De ahí me muevo a la barra de Enrique Becerra. Una manera de ir de restaurante en plan tapeo. Y luego paso por Casablanca, un lugar donde se respeta el concepto de la tapa, inherente a la esencia hispalense. Las papas aliñadas y la carrillada son imprescindibles. Además de un plato nuevo, el crujiente de langostino envuelto en patatas pajas.

Luego, me dirijo a Reyes Católicos para entrar en El Cairo. Allí solemos mantener una tertulia Antonio Burgos, Joaquín Moeckel, la editora Rosa García Perea y yo. “El cuarteto de Alejandría” nos denomina Burgos, por eso de encontrarnos en El Cairo.

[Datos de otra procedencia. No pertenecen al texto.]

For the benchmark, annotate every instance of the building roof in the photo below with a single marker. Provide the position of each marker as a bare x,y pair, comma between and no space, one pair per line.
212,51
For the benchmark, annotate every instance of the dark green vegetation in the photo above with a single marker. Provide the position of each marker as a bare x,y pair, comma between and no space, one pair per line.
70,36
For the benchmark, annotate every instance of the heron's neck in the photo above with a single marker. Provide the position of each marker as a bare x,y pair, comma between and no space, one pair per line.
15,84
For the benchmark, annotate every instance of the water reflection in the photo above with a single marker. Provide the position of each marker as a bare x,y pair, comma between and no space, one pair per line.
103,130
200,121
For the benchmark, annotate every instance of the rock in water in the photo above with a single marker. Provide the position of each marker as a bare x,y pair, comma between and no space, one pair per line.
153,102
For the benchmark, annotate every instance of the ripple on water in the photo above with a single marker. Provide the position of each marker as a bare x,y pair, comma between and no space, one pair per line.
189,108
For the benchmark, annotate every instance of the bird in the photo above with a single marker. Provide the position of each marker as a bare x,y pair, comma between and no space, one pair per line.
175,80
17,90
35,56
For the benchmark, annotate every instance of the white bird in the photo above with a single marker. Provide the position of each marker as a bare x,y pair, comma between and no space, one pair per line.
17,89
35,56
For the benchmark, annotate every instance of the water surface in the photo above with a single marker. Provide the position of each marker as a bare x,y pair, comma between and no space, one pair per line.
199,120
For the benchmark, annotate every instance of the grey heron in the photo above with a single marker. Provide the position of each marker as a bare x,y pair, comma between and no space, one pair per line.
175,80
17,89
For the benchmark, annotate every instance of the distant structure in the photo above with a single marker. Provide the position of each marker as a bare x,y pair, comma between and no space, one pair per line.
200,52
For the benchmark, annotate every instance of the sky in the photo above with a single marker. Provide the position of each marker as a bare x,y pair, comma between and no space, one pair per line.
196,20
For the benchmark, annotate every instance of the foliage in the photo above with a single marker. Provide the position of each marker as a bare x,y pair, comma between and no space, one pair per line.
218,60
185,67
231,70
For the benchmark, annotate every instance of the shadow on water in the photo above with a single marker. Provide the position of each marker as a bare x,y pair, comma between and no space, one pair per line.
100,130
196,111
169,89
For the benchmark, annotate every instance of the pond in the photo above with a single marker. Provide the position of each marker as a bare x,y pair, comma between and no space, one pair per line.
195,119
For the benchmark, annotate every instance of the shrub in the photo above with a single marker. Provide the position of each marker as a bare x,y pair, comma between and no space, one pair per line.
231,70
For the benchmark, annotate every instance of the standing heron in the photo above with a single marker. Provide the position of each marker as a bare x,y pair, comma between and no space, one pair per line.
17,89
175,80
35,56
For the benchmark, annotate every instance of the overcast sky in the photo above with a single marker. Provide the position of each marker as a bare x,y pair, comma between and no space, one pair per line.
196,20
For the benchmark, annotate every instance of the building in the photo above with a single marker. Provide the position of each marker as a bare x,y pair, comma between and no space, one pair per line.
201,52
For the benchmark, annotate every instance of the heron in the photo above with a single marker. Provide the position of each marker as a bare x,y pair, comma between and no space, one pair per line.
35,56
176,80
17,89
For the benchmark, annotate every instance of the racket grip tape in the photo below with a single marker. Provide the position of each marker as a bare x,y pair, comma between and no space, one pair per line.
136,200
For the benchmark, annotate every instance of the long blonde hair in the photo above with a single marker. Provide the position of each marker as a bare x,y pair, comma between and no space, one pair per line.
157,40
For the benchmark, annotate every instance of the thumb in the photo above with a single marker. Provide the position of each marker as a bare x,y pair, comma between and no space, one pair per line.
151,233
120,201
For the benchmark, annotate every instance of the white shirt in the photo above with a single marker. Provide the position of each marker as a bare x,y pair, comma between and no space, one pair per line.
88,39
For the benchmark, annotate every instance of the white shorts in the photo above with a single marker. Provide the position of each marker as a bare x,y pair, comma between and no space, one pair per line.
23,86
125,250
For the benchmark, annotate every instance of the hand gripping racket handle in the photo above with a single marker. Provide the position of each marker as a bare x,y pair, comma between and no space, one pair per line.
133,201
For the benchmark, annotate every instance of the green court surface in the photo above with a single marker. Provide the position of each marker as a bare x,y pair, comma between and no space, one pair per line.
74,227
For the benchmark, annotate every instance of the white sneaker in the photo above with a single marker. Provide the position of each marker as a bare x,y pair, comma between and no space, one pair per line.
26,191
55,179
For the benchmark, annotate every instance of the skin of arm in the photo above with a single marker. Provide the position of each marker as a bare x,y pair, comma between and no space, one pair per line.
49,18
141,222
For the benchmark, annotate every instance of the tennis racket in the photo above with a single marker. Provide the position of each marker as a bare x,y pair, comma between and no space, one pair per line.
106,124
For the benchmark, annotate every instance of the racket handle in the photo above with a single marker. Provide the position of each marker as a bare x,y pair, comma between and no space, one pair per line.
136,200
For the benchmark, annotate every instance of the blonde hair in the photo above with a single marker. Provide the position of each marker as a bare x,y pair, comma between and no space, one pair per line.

Y para terminar no puedo olvidar al templo de la ranciedad sevillana, el clásico Rinconcillo. Espinacas, pavía de bacalao, tortilla de jamón y el Coronel Valdepeñas, una buena muestra de esa cocina tradicional. Además, allí también voy de tertulia. En este caso me reúno con Juan Miguel Vega y Javier Rubio.

Curiosamente, si observamos, estos bares están estratégicamente situados. Por sus inmediaciones pasan numerosas cofradías. Simple coincidencia, ¿o no?